Categories: Family News

Happy New Year! It is hard to believe that another year has come and gone, and that we are now beginning the year 2023.

A new year brings with it new opportunities, new challenges, and new things to look forward to. It also gives us an opportunity to stop and reflect on where we have been, and to give thanks to God for all the blessings that we have received from him, even if they aren’t always apparent.

For us as Catholics, this celebration of the new calendar year comes several weeks after we have begun our new liturgical year: and it falls right in the middle of the Christmas Season! Today, on this Eighth Day after Christmas, the Church celebrates the Solemnity of Mary, the Mother of God. We recognize, as was declared by the Council of Ephesus in 431, that Mary gave birth to Jesus Christ, who is both God and man. She did not give birth only to Jesus’ humanity, because his two natures (human and divine) cannot be separated. Although Mary did not “originate” or “generate” God, she did bear Him in her womb and give birth to Him. She was God’s mother.

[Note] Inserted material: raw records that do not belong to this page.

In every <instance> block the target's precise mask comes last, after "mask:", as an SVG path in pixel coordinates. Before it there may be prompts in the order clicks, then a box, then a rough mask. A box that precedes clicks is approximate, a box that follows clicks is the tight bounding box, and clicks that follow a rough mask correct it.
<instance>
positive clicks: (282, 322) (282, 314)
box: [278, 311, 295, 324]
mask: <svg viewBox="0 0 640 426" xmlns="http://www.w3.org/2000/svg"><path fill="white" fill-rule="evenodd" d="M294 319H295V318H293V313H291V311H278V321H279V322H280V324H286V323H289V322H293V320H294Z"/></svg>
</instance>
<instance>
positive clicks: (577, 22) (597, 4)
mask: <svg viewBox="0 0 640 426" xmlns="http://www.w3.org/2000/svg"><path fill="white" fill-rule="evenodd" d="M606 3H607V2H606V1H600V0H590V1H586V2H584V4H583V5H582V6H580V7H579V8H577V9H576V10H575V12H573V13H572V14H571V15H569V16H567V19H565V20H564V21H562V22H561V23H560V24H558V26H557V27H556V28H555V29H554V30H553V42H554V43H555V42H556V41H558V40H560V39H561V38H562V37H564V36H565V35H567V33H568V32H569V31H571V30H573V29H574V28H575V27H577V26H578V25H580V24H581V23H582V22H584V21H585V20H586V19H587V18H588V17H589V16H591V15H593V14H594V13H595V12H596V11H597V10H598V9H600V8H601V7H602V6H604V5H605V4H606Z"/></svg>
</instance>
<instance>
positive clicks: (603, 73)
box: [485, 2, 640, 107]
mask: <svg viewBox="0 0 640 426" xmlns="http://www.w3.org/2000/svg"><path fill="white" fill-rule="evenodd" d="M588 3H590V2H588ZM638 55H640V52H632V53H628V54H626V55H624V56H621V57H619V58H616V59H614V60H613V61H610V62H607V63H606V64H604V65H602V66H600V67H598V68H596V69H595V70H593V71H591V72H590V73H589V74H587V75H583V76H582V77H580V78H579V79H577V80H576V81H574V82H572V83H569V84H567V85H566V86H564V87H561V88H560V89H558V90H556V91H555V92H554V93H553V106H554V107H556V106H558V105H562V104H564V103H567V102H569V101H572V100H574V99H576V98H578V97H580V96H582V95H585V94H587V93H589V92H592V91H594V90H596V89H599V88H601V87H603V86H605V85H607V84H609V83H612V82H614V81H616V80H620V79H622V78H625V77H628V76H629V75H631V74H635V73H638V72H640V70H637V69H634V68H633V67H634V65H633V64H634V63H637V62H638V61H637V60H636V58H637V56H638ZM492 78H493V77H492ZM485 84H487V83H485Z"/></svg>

Like many aspects of our faith, this can be difficult to comprehend or understand. Thankfully, Mary herself gives us an example of how to approach these great mysteries of our faith. We read in today’s Gospel that when Jesus was born, and the shepherds made known the message of the angel, Mary “treasured all these words and pondered them in her heart.” She may not have understood what it all meant in that moment. However, because she was willing to ponder the message in her heart, she created space for God to help her grow in understanding of the role that her newborn son, who is both God and man, would play in the salvation of the human race.

By learning to ponder and reflect on the events of our lives, we can begin to see how God’s blessings are ever present in our lives, especially in the most difficult moments. In doing so, we can allow the blessings of the Lord to come upon us, according to the words of today’s First Reading:

The Lord bless you and keep you;

the Lord make his face to shine upon you, and be gracious to you;

the Lord lift up his countenance upon you, and give you peace.

May you receive rich blessings from the Lord as we begin this new year, and may you be strengthened by the knowledge that our God always walks with us to give us his blessings.